Essa visão está totalmente errada –já estamos vendo os efeitos das mudanças climáticas, em grande parte na forma da frequência e intensidade crescentes de eventos climáticos extremos, como a mega seca no oeste americano que está contribuindo para a morte do Great Salt Lake. Mas esse é um argumento estatístico, que me leva ao segundo problema da mudança climática: ela ainda não é visível a olho nu, pelo menos ao olho nu que não quer ver.

Afinal, o clima oscila. Ondas de calor e secas já aconteciam antes que o planeta começasse a aquecer; períodos de frio ainda ocorrem mesmo com o planeta mais quente em média do que no passado. Não é preciso uma análise sofisticada para mostrar que há uma persistente tendência de aumento das temperaturas, mas muitas pessoas não são convencidas por análises estatísticas de qualquer tipo, refinadas ou não, apenas pela experiência bruta.

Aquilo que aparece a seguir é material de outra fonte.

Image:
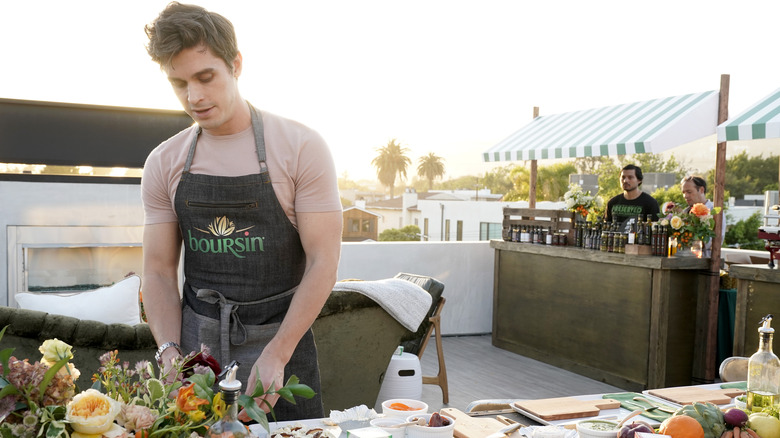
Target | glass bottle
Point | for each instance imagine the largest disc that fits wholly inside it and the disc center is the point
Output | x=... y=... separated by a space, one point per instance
x=228 y=425
x=763 y=385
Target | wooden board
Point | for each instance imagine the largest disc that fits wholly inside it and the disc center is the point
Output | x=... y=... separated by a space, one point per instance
x=562 y=408
x=686 y=395
x=473 y=427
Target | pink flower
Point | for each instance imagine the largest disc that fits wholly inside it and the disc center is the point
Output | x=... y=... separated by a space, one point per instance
x=700 y=210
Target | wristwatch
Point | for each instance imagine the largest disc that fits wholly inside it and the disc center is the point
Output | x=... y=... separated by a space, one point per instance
x=163 y=347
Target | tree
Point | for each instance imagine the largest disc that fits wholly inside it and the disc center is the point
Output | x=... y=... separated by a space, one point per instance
x=747 y=175
x=431 y=167
x=407 y=233
x=391 y=162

Depois, há o terceiro problema: até recentemente, parecia que qualquer grande tentativa de reduzir as emissões de gases do efeito estufa teria custos econômicos significativos. As estimativas sérias desses custos sempre foram muito inferiores às alegadas pelos antiambientalistas, e o progresso tecnológico espetacular em energia renovável fez a transição para uma economia de baixa emissão parecer muito mais fácil do que qualquer um poderia imaginar 15 anos atrás. Ainda assim, temores sobre perdas econômicas ajudaram a bloquear a ação climática.

Finalmente, a mudança climática é um problema global, que exige ação global –e oferece uma razão para não se mexer. Qualquer um que exija uma ação dos Estados Unidos encontrou o contra-argumento: “Não importa o que façamos, porque a China continuará poluindo”. Há respostas para esse argumento –se alguma vez levarmos a sério as emissões, as tarifas de carbono terão que fazer parte da mistura. Mas é certamente um argumento que afeta a discussão.

Como eu disse, todas essas questões são explicações para a inação sobre o clima, não desculpas. Mas o negócio é o seguinte: nenhuma dessas explicações para a inação ambiental se aplica à morte do Great Salt Lake. No entanto, os formuladores de políticas que importam ainda parecem relutantes ou incapazes de agir.

Lembre-se, não estamos falando de coisas ruins que podem acontecer em um futuro distante. Grande parte do lago já se foi, e a grande mortandade da vida silvestre pode começar já neste verão. E não é preciso um modelo estatístico para perceber que o lago está encolhendo.

Em termos econômicos, o turismo é uma indústria enorme em Utah. Como ficará essa indústria se o famoso lago se tornar um deserto envenenado? E como pode um estado à beira da crise ecológica ainda estar desviando a água desesperadamente necessária para reabastecer o lago para manter gramados verdejantes que não servem a nenhum propósito econômico essencial?

Finalmente, não estamos falando de um problema global. É verdade que a mudança climática global contribuiu para a redução do acúmulo de neve, que é uma das razões pelas quais o Great Salt Lake encolheu. Mas grande parte do problema é o consumo local de água; se esse consumo pudesse ser contido, Utah não precisaria se preocupar que seus esforços fossem desprezados pelos chineses ou qualquer outra coisa.

Portanto, deveria ser fácil: uma região ameaçada deve aceitar sacrifícios modestos, alguns pouco mais do que inconveniências, para evitar um desastre ao dobrar a esquina. Mas parece que isso não está acontecendo.E, se não podemos salvar o Great Salt Lake, que chance temos de salvar o planeta?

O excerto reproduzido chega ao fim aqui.